It was a week of gains on Dalal Street even though they were significantly less than the previous weeks. The BSESENSEX gained 93.73 points or 0.335 to close at 28,334.25 points while NIFTY gained 52.60 points or 0.60% to close at 8,793.55 points. The biggest sectoral gainer was BSECONDUR up 5.20% while the biggest loser was BSEMETAL down 1.64%. Similarly in individual stocks the biggest gainer was BHEL up 10.37% whilst the biggest loser was SAIL down 5.49%.
The Indian rupee gained 43 paisa or 0.64% to Rs 66.88. Dow Jones rallied smartly to gain 197.91 points or 0.99% to close at 20,269.37 points. The world is struggling to adjust to Donald Trump’s policies and so is the American administration which has turned down some of his acts like travel ban.
Results for the quarter are better than expected especially in light of the ban on high denomination notes which happened on the 8th of November. This effectively chopped off eight weeks in the quarter and affected liquidity in the system. Despite the impact, results are fairly robust and give a sense of confidence about the economy.
Markets are positive and have maintained the momentum on account of positive inflows from domestic investors on the back of inflows into mutual funds. These flows have balanced the outflows of FII’s. The past fortnight has seen that FII’s have turned buyers as well. Going forward if FII’s and domestic institutions both remain positive and inflows continue we could see sharp gains in the market as well.
RBI and the money market committee decided by a 6-0 verdict to keep rates unchanged. The markets reacted as they know best when the unchanged rates were announced. They recovered thereafter and closed with minor losses. The minutes of the meeting show that going forward rate cuts happening seem over. The positive fallout of this would be inflows into debt from foreigners who were pulling that out as well should happen. With interest rates set to rise in the US, it would have become even more difficult as the differential would have narrowed if rates were cut here. With flows likely in equity and debt the currency would also appreciate and become more stable.
All is not well in Infosys. The founders are unhappy with the board. Whether this is because they no longer have control or what one does not know, but what is happening is certainly not good for the company. Precious bandwidth is being wasted in handling non-core issues and is demoralising to the top management. Readers would recall that in the last few years there have been many such issues where top management has left suddenly. The issue currently with board members is hurting the company. They need to focus on the issue of H1-B visa which could impact business in a big manner. One hopes that the doyen of Indian corporate governance and one of the most respected companies would set things in order at the earliest.

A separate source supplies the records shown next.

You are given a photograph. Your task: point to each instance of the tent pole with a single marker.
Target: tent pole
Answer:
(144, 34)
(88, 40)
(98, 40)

Elections in India’s largest state is under way and results for UP and four other states would be declared on the 11th of March. These elections are important for parties at the centre and state and results could have an impact on the market in the short term. With central elections still more than 24 months away structural reforms like GST and the move to become a less cash society would keep markets buoyant and in a general upward trend. It makes sense to look at companies which are delivering performance and invest in quality companies. At current levels many of them would be looking expensive but one must remember in a market which is rising, quality gets more expensive as the market PE rises.
In conclusion look for quality and put your bets there.